501466 (2) [Avatar] Offline
#1
Having read chapters 4 and 5, I have a number of remarks. Not all are meant as a suggestion for the author to change the text - if one were to include all the aspects of all the features discussed in the chapters, the text would most most probably become unreadable.


General remark:

Be a bit more sparing with the exclamation marks.


Page 92, top: "comma separated variable" should be "comma separated value"


Page 96: Listing 4.4 - perhaps add "integer, parameter :: im = ..."

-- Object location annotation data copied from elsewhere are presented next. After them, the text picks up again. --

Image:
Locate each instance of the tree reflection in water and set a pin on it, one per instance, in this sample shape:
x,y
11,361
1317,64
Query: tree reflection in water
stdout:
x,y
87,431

Strictly speaking such arrays are not static arrays. They have a
statically defined size, but unless they have the implicit or explicit
SAVE attribute, they will automatically appear and disappear with the
entering and leaving of the subprogram/scope (BLOCK!) that contains
them.


Page 99: The remark on implicit save

You may emphasize that this is a fundamental difference with a language
like C where this syntactically identical construct is just syntactic
sugar, a shortcut.


Page 100: recommendation

While I would indeed avoid SAVEd variables as much as possible, I would
recommend that a programmer use the SAVE attribute explicitly. That
message is, I think, contained in the text, but in a rather obscure way.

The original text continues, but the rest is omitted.